We were greeted on arrival at the ‘port’, essentially a thatched hut down a dusty track at the side of the river, and boarded the traditional wooden boat. Then we were off, and the river was just breathtaking, flanked either side by the mountains and lush green jungle with just the sound of the engine pootling along behind us. Both us and the one other family travelling on the boat with us were in silent awe. After about 10 minutes cruising, the floating lodges came into view and they took our breath away. Welcomed by Resort Manager Adonis, we were given a short introduction to 4 Rivers, told that the kayaks were at our disposal, how we could select our three-course dinner daily and were told to make sure we didn’t miss the beautiful sunsets and nightly firefly cruise along the river! This is when I started to wish we had more than just the two nights here but it was the perfect amount of time to switch off and recharge.

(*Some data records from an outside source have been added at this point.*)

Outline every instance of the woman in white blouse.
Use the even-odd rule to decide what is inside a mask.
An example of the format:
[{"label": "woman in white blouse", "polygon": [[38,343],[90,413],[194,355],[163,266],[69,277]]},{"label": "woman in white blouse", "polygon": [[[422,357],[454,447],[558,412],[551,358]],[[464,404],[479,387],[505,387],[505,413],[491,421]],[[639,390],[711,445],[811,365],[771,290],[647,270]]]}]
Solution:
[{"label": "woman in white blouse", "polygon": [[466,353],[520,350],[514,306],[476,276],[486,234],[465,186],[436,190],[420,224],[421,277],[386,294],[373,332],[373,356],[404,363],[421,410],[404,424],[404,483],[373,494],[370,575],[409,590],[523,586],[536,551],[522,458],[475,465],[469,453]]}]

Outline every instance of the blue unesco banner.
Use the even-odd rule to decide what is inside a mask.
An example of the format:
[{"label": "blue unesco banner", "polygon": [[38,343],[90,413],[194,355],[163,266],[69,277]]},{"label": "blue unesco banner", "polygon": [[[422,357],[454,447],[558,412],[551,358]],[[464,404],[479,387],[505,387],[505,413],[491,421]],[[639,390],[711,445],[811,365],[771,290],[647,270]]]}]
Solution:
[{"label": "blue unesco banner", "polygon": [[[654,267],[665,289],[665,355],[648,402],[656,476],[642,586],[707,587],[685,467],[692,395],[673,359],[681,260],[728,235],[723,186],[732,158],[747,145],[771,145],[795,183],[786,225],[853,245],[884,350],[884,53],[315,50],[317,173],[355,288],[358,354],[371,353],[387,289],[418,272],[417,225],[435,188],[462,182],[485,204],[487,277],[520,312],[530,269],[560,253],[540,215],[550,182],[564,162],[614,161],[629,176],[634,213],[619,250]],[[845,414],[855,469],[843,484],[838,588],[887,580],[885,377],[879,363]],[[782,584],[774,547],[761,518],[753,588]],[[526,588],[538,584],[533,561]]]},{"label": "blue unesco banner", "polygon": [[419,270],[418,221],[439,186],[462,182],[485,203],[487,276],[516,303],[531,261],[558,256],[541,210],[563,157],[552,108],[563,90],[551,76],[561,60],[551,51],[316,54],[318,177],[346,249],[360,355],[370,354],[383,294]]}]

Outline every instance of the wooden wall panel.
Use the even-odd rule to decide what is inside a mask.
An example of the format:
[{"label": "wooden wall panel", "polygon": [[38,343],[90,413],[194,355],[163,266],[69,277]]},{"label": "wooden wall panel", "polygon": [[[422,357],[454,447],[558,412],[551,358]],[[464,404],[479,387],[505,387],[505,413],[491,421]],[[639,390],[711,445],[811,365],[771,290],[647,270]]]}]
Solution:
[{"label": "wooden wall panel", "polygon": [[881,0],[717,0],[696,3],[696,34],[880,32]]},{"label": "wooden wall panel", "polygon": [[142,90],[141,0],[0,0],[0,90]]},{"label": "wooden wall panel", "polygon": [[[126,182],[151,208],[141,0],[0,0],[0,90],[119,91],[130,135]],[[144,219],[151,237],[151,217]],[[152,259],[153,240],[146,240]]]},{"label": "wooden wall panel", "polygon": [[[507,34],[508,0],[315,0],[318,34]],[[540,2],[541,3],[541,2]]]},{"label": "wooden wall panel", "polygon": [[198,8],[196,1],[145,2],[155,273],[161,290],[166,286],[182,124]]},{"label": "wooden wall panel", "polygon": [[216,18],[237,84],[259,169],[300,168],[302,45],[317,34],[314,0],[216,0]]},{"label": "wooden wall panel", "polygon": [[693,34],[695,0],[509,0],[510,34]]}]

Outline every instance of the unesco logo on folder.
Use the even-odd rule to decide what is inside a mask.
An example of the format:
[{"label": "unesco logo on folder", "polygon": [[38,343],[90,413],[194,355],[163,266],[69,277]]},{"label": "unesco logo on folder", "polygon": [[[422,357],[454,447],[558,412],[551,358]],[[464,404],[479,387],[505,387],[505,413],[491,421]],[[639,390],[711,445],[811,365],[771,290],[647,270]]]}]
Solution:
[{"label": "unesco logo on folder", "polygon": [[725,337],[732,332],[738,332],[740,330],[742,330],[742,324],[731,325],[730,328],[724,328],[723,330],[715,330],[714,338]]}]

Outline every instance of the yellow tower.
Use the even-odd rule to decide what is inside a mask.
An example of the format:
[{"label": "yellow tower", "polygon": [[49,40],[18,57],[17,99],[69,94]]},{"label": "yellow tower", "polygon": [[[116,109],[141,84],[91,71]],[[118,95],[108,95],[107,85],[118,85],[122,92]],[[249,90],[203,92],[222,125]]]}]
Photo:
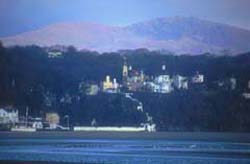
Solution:
[{"label": "yellow tower", "polygon": [[122,81],[123,81],[123,85],[125,87],[127,87],[127,81],[128,81],[128,66],[126,63],[126,58],[124,58],[124,64],[122,67]]},{"label": "yellow tower", "polygon": [[106,80],[103,82],[103,90],[113,88],[113,83],[110,81],[110,76],[106,76]]}]

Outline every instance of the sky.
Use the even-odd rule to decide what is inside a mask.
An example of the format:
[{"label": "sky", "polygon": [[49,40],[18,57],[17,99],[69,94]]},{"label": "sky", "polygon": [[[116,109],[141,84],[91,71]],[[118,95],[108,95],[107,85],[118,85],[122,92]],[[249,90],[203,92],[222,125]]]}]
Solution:
[{"label": "sky", "polygon": [[0,0],[0,36],[59,22],[126,26],[186,16],[250,30],[250,0]]}]

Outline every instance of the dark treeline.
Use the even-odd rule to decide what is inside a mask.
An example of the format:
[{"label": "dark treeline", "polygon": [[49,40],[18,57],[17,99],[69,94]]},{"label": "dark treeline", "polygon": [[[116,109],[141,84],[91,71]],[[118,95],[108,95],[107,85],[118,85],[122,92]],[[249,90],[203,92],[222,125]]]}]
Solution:
[{"label": "dark treeline", "polygon": [[[27,106],[32,116],[48,111],[61,118],[70,115],[71,125],[90,125],[93,118],[99,125],[139,125],[144,116],[123,95],[87,96],[79,89],[79,83],[100,84],[106,75],[121,83],[124,56],[133,69],[150,76],[161,74],[162,64],[170,75],[192,76],[196,71],[205,75],[203,87],[171,94],[135,93],[159,130],[250,131],[250,102],[241,96],[250,80],[250,53],[174,56],[135,50],[121,55],[69,48],[61,57],[49,58],[37,46],[0,46],[0,106],[13,105],[21,115]],[[232,76],[237,79],[236,90],[214,87],[214,82]]]}]

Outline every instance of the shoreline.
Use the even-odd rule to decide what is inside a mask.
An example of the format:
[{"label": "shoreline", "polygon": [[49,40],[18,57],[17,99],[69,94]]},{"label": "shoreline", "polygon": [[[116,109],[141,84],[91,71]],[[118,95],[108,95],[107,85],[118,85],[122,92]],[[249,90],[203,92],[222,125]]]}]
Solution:
[{"label": "shoreline", "polygon": [[57,161],[18,161],[18,160],[0,160],[0,164],[98,164],[82,162],[57,162]]},{"label": "shoreline", "polygon": [[217,142],[249,142],[250,133],[231,132],[9,132],[0,131],[5,139],[115,139],[115,140],[187,140]]}]

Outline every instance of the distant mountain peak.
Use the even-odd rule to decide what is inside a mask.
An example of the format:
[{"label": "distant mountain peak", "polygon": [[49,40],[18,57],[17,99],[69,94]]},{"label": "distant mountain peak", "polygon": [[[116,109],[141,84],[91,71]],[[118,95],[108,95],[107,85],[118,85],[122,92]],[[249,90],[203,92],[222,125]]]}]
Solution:
[{"label": "distant mountain peak", "polygon": [[0,38],[5,46],[73,45],[99,52],[147,48],[176,54],[232,54],[250,50],[250,31],[194,17],[161,17],[126,27],[96,23],[56,23]]}]

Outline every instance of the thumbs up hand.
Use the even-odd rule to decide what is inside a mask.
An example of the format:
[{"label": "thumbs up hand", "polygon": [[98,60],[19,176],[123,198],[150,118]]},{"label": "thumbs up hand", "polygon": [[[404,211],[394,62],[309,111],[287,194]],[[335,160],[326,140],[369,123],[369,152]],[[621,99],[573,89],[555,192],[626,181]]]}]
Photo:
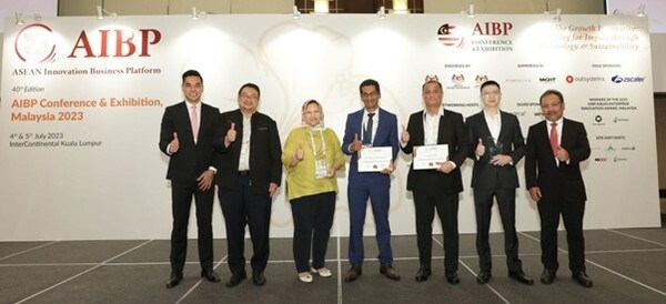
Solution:
[{"label": "thumbs up hand", "polygon": [[405,125],[402,125],[402,133],[400,135],[400,141],[402,141],[403,143],[406,143],[410,141],[410,132],[407,132],[407,129],[405,129]]},{"label": "thumbs up hand", "polygon": [[173,154],[178,150],[180,150],[180,141],[178,140],[178,133],[173,132],[173,140],[169,143],[169,152]]},{"label": "thumbs up hand", "polygon": [[231,123],[231,128],[226,131],[226,136],[224,136],[224,144],[229,145],[235,141],[235,123]]},{"label": "thumbs up hand", "polygon": [[485,145],[483,145],[483,141],[481,139],[478,139],[478,144],[476,144],[476,150],[474,151],[474,153],[476,153],[476,156],[483,156],[483,154],[485,154]]},{"label": "thumbs up hand", "polygon": [[296,160],[297,161],[302,161],[303,160],[303,155],[305,154],[305,152],[303,151],[303,144],[300,143],[299,144],[299,149],[296,150]]},{"label": "thumbs up hand", "polygon": [[361,150],[361,148],[363,148],[363,142],[361,142],[361,140],[359,140],[359,133],[354,133],[354,141],[350,145],[350,151],[359,152]]}]

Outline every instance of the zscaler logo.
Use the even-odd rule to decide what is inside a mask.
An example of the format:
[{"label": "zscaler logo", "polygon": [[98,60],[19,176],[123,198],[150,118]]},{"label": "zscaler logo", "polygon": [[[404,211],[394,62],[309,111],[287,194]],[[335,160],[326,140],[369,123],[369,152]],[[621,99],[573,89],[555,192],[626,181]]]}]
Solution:
[{"label": "zscaler logo", "polygon": [[23,28],[14,40],[14,52],[23,62],[42,63],[56,57],[53,30],[42,23]]},{"label": "zscaler logo", "polygon": [[610,78],[610,81],[613,81],[615,83],[644,82],[645,78],[644,77],[620,77],[620,75],[614,75],[614,77]]}]

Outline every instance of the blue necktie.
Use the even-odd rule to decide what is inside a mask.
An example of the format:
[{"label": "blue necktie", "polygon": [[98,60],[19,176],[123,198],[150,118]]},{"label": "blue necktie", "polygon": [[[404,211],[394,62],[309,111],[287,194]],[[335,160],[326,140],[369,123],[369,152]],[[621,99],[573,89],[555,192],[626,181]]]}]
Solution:
[{"label": "blue necktie", "polygon": [[367,113],[367,123],[365,130],[363,130],[363,145],[372,145],[372,118],[374,113]]}]

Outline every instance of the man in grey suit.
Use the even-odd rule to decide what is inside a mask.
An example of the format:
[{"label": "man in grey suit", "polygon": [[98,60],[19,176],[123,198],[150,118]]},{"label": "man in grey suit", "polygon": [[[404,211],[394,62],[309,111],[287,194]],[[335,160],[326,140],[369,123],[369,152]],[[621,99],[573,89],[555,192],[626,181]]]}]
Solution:
[{"label": "man in grey suit", "polygon": [[488,242],[494,199],[497,200],[502,226],[504,227],[504,252],[508,276],[527,285],[534,281],[523,272],[518,259],[516,235],[516,164],[525,155],[525,141],[518,119],[500,110],[502,91],[500,83],[488,80],[481,84],[483,110],[470,118],[466,124],[470,134],[470,158],[474,161],[472,188],[476,210],[476,252],[480,284],[492,277],[492,256]]}]

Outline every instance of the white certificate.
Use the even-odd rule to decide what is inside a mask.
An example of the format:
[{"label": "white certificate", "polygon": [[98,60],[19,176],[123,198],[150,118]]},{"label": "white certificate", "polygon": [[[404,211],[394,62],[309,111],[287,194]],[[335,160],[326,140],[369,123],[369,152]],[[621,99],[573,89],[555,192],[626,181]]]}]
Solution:
[{"label": "white certificate", "polygon": [[391,146],[364,146],[359,151],[359,172],[381,172],[391,165]]},{"label": "white certificate", "polygon": [[414,170],[437,169],[448,159],[448,144],[414,146]]}]

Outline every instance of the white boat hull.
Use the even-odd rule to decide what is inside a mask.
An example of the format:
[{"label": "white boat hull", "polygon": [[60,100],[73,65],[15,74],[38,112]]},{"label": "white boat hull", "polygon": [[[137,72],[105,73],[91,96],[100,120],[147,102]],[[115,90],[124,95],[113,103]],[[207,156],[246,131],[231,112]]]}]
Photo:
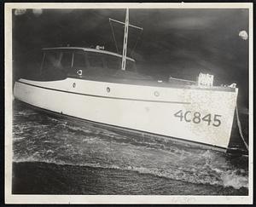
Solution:
[{"label": "white boat hull", "polygon": [[237,89],[178,89],[76,78],[20,79],[14,89],[15,98],[43,109],[222,148],[229,145],[237,93]]}]

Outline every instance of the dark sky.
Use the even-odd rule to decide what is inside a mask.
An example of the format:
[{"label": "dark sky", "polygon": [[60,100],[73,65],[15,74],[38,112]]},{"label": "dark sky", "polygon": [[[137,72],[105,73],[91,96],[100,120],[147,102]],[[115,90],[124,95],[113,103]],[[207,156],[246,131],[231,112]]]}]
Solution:
[{"label": "dark sky", "polygon": [[[44,47],[104,45],[116,52],[108,18],[125,21],[125,9],[27,9],[13,13],[15,73],[38,59]],[[132,57],[143,72],[155,77],[196,80],[201,72],[214,75],[214,83],[237,83],[247,97],[247,9],[130,9],[128,55],[138,38]],[[119,53],[124,27],[113,23]],[[41,58],[41,57],[40,57]]]}]

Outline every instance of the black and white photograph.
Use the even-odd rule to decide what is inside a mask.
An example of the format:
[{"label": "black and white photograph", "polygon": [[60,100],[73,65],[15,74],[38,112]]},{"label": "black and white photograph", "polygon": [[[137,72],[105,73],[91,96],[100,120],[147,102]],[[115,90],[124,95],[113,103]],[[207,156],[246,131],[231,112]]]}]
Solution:
[{"label": "black and white photograph", "polygon": [[252,8],[6,3],[6,202],[253,202]]}]

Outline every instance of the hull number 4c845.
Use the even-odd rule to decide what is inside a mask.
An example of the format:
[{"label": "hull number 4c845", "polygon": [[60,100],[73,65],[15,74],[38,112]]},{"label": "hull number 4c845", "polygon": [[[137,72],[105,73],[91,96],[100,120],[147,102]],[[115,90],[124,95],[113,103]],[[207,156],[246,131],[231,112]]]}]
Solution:
[{"label": "hull number 4c845", "polygon": [[195,124],[200,124],[201,122],[207,123],[208,125],[212,125],[215,127],[218,127],[221,124],[220,118],[221,115],[218,114],[211,114],[208,113],[207,115],[202,115],[199,112],[191,112],[186,111],[183,112],[183,110],[179,110],[176,113],[174,113],[174,117],[179,118],[181,122],[190,122]]}]

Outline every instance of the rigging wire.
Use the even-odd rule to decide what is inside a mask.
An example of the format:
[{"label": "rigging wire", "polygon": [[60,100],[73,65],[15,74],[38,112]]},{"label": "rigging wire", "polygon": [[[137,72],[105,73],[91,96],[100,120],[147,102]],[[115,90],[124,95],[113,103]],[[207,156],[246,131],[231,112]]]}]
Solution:
[{"label": "rigging wire", "polygon": [[111,26],[111,31],[112,31],[112,34],[113,34],[113,41],[114,41],[114,45],[115,45],[115,48],[116,48],[116,51],[117,53],[119,54],[119,48],[117,46],[117,43],[116,43],[116,39],[115,39],[115,36],[114,36],[114,32],[113,32],[113,26],[112,26],[112,23],[111,23],[111,20],[109,20],[109,24],[110,24],[110,26]]},{"label": "rigging wire", "polygon": [[238,114],[238,108],[237,108],[237,104],[236,106],[236,121],[237,121],[237,126],[238,126],[238,129],[239,129],[239,133],[240,133],[240,136],[245,145],[245,147],[247,147],[247,151],[248,151],[248,145],[247,143],[245,141],[244,136],[242,135],[242,131],[241,131],[241,122],[239,119],[239,114]]},{"label": "rigging wire", "polygon": [[138,35],[138,37],[137,37],[137,41],[136,41],[136,43],[135,43],[135,45],[134,45],[133,49],[131,49],[131,53],[130,53],[130,56],[132,55],[132,53],[133,53],[134,49],[135,49],[136,47],[137,47],[137,43],[138,43],[138,40],[140,39],[140,37],[141,37],[142,33],[143,33],[143,30],[141,30],[141,32],[140,32],[140,34]]}]

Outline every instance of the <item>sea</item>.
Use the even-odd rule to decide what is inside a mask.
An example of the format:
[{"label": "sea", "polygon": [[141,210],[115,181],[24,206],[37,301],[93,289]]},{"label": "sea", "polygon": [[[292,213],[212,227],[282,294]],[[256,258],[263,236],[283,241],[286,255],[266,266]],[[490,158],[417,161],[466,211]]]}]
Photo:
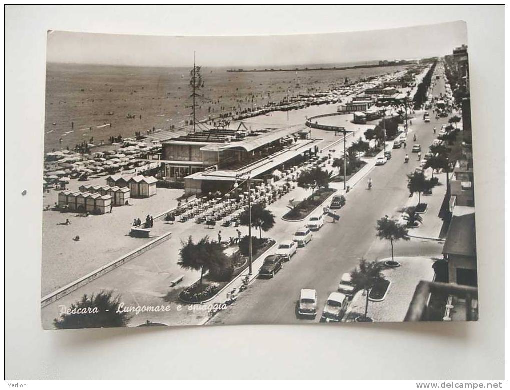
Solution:
[{"label": "sea", "polygon": [[[307,65],[309,69],[372,63]],[[264,66],[264,68],[270,69]],[[275,67],[276,68],[276,67]],[[304,68],[302,65],[278,69]],[[313,94],[392,73],[402,66],[345,70],[227,71],[235,67],[203,67],[195,96],[197,120]],[[259,67],[258,68],[261,68]],[[192,118],[190,68],[136,67],[48,63],[46,67],[44,149],[47,152],[111,137],[133,137],[154,129],[184,127]]]}]

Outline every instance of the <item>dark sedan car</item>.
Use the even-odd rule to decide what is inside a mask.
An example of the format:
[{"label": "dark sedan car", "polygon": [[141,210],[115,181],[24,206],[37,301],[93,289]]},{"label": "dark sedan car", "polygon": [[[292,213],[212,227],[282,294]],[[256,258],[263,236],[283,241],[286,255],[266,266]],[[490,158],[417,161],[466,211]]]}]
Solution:
[{"label": "dark sedan car", "polygon": [[259,271],[259,275],[261,277],[274,277],[276,272],[282,269],[283,264],[283,259],[281,257],[274,254],[268,256]]}]

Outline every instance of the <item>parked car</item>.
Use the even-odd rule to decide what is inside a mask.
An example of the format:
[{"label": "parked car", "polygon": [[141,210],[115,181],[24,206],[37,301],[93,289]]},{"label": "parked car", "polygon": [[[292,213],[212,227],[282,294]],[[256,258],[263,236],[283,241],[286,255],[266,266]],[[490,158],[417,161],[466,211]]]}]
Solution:
[{"label": "parked car", "polygon": [[354,290],[350,274],[345,273],[342,275],[340,284],[338,285],[338,292],[348,297],[352,297],[354,296]]},{"label": "parked car", "polygon": [[335,195],[331,201],[329,208],[332,210],[341,209],[345,205],[345,197],[343,195]]},{"label": "parked car", "polygon": [[321,322],[340,322],[349,304],[347,297],[341,293],[332,293],[322,311]]},{"label": "parked car", "polygon": [[308,227],[303,227],[299,229],[294,235],[294,239],[292,240],[297,244],[297,246],[301,248],[305,247],[307,244],[312,241],[314,235],[312,231]]},{"label": "parked car", "polygon": [[308,221],[308,228],[312,231],[320,230],[324,226],[324,215],[313,215]]},{"label": "parked car", "polygon": [[421,146],[418,144],[415,144],[414,146],[413,146],[412,152],[413,153],[419,153],[421,151]]},{"label": "parked car", "polygon": [[317,291],[309,289],[301,290],[297,313],[303,317],[315,318],[317,315]]},{"label": "parked car", "polygon": [[282,241],[278,246],[276,256],[288,262],[297,253],[297,244],[294,241]]},{"label": "parked car", "polygon": [[274,275],[282,269],[283,260],[275,254],[266,257],[264,265],[259,270],[259,275],[261,277],[274,277]]}]

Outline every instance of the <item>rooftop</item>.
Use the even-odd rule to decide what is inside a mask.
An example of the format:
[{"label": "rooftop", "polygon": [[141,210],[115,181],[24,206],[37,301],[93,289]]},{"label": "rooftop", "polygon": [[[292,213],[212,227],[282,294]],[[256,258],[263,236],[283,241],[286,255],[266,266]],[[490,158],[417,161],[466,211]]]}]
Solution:
[{"label": "rooftop", "polygon": [[443,248],[445,254],[476,256],[475,209],[456,206]]}]

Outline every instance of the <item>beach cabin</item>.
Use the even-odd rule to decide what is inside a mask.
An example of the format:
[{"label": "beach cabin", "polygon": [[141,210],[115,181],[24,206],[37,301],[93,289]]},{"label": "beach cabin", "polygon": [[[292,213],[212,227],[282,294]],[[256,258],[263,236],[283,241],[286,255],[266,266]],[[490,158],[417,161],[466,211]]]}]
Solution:
[{"label": "beach cabin", "polygon": [[76,210],[80,213],[87,211],[87,198],[91,195],[90,192],[81,192],[76,197]]},{"label": "beach cabin", "polygon": [[110,187],[110,186],[106,186],[104,187],[101,187],[98,192],[103,196],[108,195],[108,191],[110,191],[110,189],[111,188],[111,187]]},{"label": "beach cabin", "polygon": [[128,187],[121,188],[118,192],[119,206],[124,206],[129,204],[131,200],[131,190]]},{"label": "beach cabin", "polygon": [[81,193],[80,191],[76,191],[67,196],[67,205],[70,211],[76,211],[78,210],[78,200],[77,198],[78,195]]},{"label": "beach cabin", "polygon": [[118,187],[111,187],[108,190],[108,193],[107,195],[109,195],[112,197],[112,205],[113,206],[117,205],[117,203],[119,201],[119,196],[117,195],[120,191],[120,189]]},{"label": "beach cabin", "polygon": [[91,191],[92,188],[91,184],[86,184],[81,186],[80,187],[80,191],[85,193],[85,192],[92,192]]},{"label": "beach cabin", "polygon": [[88,212],[96,213],[96,200],[101,196],[100,194],[91,194],[90,196],[85,199],[85,206]]},{"label": "beach cabin", "polygon": [[72,193],[70,191],[62,191],[59,194],[59,207],[63,209],[67,206],[67,197]]},{"label": "beach cabin", "polygon": [[152,176],[135,176],[128,181],[132,198],[148,198],[156,194],[158,179]]},{"label": "beach cabin", "polygon": [[124,178],[120,174],[109,176],[106,179],[106,184],[111,187],[121,188],[128,187],[128,180]]},{"label": "beach cabin", "polygon": [[112,212],[112,197],[103,195],[96,199],[96,210],[101,214]]}]

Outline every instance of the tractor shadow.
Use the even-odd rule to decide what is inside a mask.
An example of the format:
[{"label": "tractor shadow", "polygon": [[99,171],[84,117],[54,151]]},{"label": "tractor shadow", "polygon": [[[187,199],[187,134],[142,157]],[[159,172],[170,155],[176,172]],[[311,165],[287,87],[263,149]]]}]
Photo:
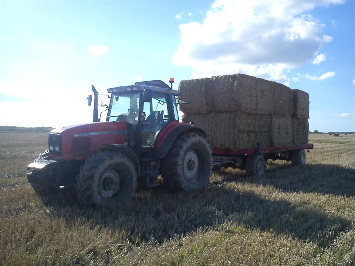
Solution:
[{"label": "tractor shadow", "polygon": [[263,186],[271,185],[283,192],[304,192],[355,196],[355,169],[316,164],[291,167],[284,164],[268,166],[260,177],[246,177],[225,171],[222,182],[233,181]]},{"label": "tractor shadow", "polygon": [[95,209],[77,203],[51,207],[48,215],[64,219],[69,228],[78,221],[92,228],[99,226],[120,232],[125,242],[128,239],[137,245],[151,241],[162,244],[198,229],[223,231],[225,223],[271,230],[323,245],[353,226],[340,216],[328,217],[303,203],[239,192],[231,183],[189,193],[149,190],[115,210]]}]

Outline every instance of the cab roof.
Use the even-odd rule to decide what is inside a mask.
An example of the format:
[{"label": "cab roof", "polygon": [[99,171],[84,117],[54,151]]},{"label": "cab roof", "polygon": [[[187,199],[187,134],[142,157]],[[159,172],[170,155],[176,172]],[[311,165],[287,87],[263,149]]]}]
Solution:
[{"label": "cab roof", "polygon": [[176,96],[179,96],[179,93],[177,90],[171,89],[169,85],[162,81],[156,79],[147,81],[140,81],[136,82],[134,85],[120,86],[119,87],[111,88],[107,89],[109,93],[118,94],[127,92],[143,90],[144,89],[152,90],[155,92],[168,93]]}]

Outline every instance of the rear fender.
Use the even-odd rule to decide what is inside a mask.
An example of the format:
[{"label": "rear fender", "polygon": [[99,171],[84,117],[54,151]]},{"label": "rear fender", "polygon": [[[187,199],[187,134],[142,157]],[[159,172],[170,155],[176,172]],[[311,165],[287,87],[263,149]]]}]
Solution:
[{"label": "rear fender", "polygon": [[122,144],[106,144],[106,147],[102,149],[101,151],[116,151],[124,154],[131,159],[132,162],[136,167],[136,171],[139,175],[140,174],[140,168],[139,166],[139,162],[137,155],[133,150],[129,147]]},{"label": "rear fender", "polygon": [[204,131],[196,126],[178,122],[173,124],[170,123],[159,133],[155,143],[154,157],[158,159],[165,157],[178,137],[187,132],[197,133],[204,138],[207,137],[207,134]]}]

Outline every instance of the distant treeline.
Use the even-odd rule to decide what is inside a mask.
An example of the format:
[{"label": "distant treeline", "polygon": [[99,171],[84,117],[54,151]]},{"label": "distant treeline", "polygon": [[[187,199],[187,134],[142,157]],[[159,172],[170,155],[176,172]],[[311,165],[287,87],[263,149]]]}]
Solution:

The 4 Rivers offers many excursions from the leisurely to the more extreme so if isolation isn’t quite your thing, then I promise you still won’t be disappointed. Our floating river days passed by in a blur and before we knew it, it was time to head to our final Cambodian destination, Sihanoukville. We arranged our transfer with the 4 Rivers and bid farewell to the Tatai river, next stop - the beach!
So this is where our highly recommended Cambodia itinerary has a flaw, our Sihanoukville accommodation. Ending our trip with a beach destination was perfect, and just what we needed. We could relax and do absolutely nothing, guilt free, happy in the knowledge that we had well and truly explored all things weird and wonderful that Cambodia had to offer. I would however, suggest you approach your accommodation a little differently. We stayed at the Moha Mohori, part of the Sokha Beach resort, a huge resort offering lots of facilities, a private beach, and multiple restaurants - you know the type. Not our usual style, but tempted by the honeymoon suite on stilts over a lagoon, with giant jacuzzi bath…we were sucked in and I wish we had stuck to our guns. It really wasn’t worth the money and we had received far greater hospitality and quality of accommodation with our great value Airbnb bookings.
You can stay in Sihanoukville for much less and spend your days island hopping to the many beautiful secluded beaches on the surrounding islands, or stay on your favourite island, many of which feel like you may as well have the place to yourself - true bliss. We still had a fabulous end to what was a once-in-a-lifetime adventure, rounded off by some of the most beautiful sunsets we had ever seen, and so for that reason I still wouldn’t change a thing!
When it comes to planning your honeymoon, my advice would be to do exactly that, plan YOUR honeymoon. Whether that takes you to a cosy little cottage in Devon, flash packing across South East Asia or exploring those European cities that you’ve always wanted to see, do something for the two of you. Both Steve and I have busy jobs and more often than not we’re like passing ships home, we joked before we left for our honeymoon that with such a long time in each other’s company we might realise we don’t actually like each other! But as cheesy as it sounds, we grew ever closer and I truly felt safe in the knowledge I had married my best friend.